But just think how “good it will be when this is all over.” Horse feathers, I’m going crazy now – I can’t wait that long. I haven’t been on an investigation for quite awhile, haven’t visited my mother, driven a car, mowed my wilderness of a yard, lifted a grandchild in the air, or any number of those normal things I no longer want to take for granted. How I yearn to do laundry. What kind of bloody, feckless life is this anyway?
So what if my attitude stinks. Of course, all of this will pass. The transplant seems to be succeeding, so my vision will improve, and by this time next month my activities should be back to normal. I’m pretty sure my professional baseball career is finished, and I think the President has already found a new personal trainer, but life will be good. I can just see myself on a romp through the meadow, smelling the wild flowers and spinning endlessly until I collapse in the tall grass and lose myself in the billowing clouds overhead. Ah, if only there was a meadow nearby, that would surely be the case.
But alas, I am stuck with Google for entertainment. (Not highly recommended, by the way.) So, I felt the need to look up an old friend – someone I hadn’t seen in over ten years. He was actually an old employer, and he probably qualifies as being both the best boss ever, and the worst. It was just the two of us. I did all the work, and he visited the pub. Or slept in. And the truth is, he bounced about a third of my paychecks over a three-year period. But this guy was also a real gem of a person. He was funny, intelligent, understanding – any desirable personality trait you can think of definitely applied to Peter. He was a prince among men, and that’s probably why I kept coming in each day and believing his promises that the check would be good.
We were a computer graphics firm, and we did multimedia, web, and general design. Well, I did those things – Peter was a salesman, and when there was no work, I learned things. In a way, I went to university at that desk, and I got a better education than Penn State ever provided. Peter made that possible.
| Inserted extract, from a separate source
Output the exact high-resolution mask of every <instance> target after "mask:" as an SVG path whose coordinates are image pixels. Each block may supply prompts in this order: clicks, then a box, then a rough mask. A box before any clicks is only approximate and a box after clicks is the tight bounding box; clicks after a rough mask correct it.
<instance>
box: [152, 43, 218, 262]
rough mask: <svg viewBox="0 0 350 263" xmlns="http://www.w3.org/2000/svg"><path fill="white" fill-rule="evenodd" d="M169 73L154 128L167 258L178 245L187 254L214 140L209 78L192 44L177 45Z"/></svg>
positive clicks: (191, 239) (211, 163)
After he closed the doors on the business, we stayed in touch for a year – maybe two, and while we never had too much to say, I think there was a friendship there. Not the kind you read about or watch in films, and it wasn’t based on deep communication or the knowing of one another well. Fact is, I never knew what Peter was going do – he was unpredictable and often unapproachable, but he was a very worthy individual, and I appreciated him greatly.
As I said, a significant amount of time has passed since we last spoke, so I decided to Google him, since that’s the extent of my outreach. But damn – he died. In November. Which isn’t that long ago to someone of my age. November turns into December in a heartbeat and in just a dozen more, it’s November again. It’s only been five months since he passed away. Good grief, he was just 4 years older than me. How many heartbeats is that…
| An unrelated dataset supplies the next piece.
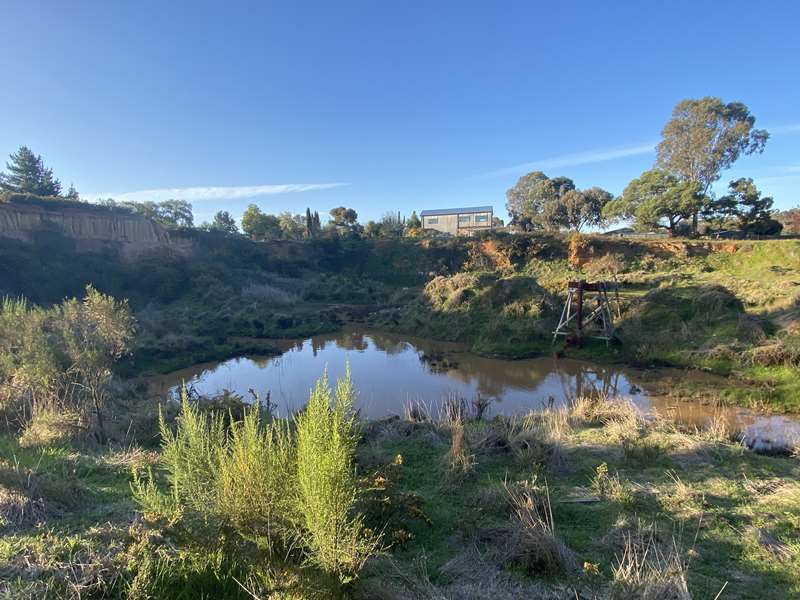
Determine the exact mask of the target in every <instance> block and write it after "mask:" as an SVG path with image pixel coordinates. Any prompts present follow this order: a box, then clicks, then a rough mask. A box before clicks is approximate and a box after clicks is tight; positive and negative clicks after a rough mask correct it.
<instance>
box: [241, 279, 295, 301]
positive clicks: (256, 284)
mask: <svg viewBox="0 0 800 600" xmlns="http://www.w3.org/2000/svg"><path fill="white" fill-rule="evenodd" d="M242 299H244V300H250V301H257V302H263V303H265V304H273V305H286V304H293V303H295V302H297V301H298V297H297V296H296V295H295V294H292V293H291V292H288V291H286V290H284V289H282V288H279V287H276V286H274V285H270V284H268V283H250V284H248V285H246V286H244V287H242Z"/></svg>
Well, life goes on; gotta pick up the pieces; he’s in a better place; wonder if he still had that Saab… Peter is gone, and I miss him. But last night, I remembered an EVP I recorded recently. I think it said “Peter.” I needed to hear that, and of course, I needed to check the date.
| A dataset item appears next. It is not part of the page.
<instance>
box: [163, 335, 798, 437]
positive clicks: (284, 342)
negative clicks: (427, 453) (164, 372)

And yes. It just might have been Peter. The voice said his name very clearly, and it happened in late November. I’m never sure what to make of things like this, because I don’t like to assign actual people to EVP voices unless I’m completely certain. This is too thin for “certain.” But still… I don’t have to come clean to the world, do I? I can give myself this one, small favor, can’t I?
I don’t recall hearing that voice since. It’s not always easy to tell, of course. Sometimes, spirits sound the same – you have to search for inflection or pitch; you have to guess sometimes. And as much as I would love to talk to Peter one more time, my very best guess is that he has not come back since November.
The opportunities we waste can be staggering, and if we’re not careful, we’ll fill our lives up with “if only” and “later.” And my old friend passed away while I wasn’t looking. What is it John Lennon said? “Life is what happens while you’re busy doing other things.” So true. Death too, no doubt.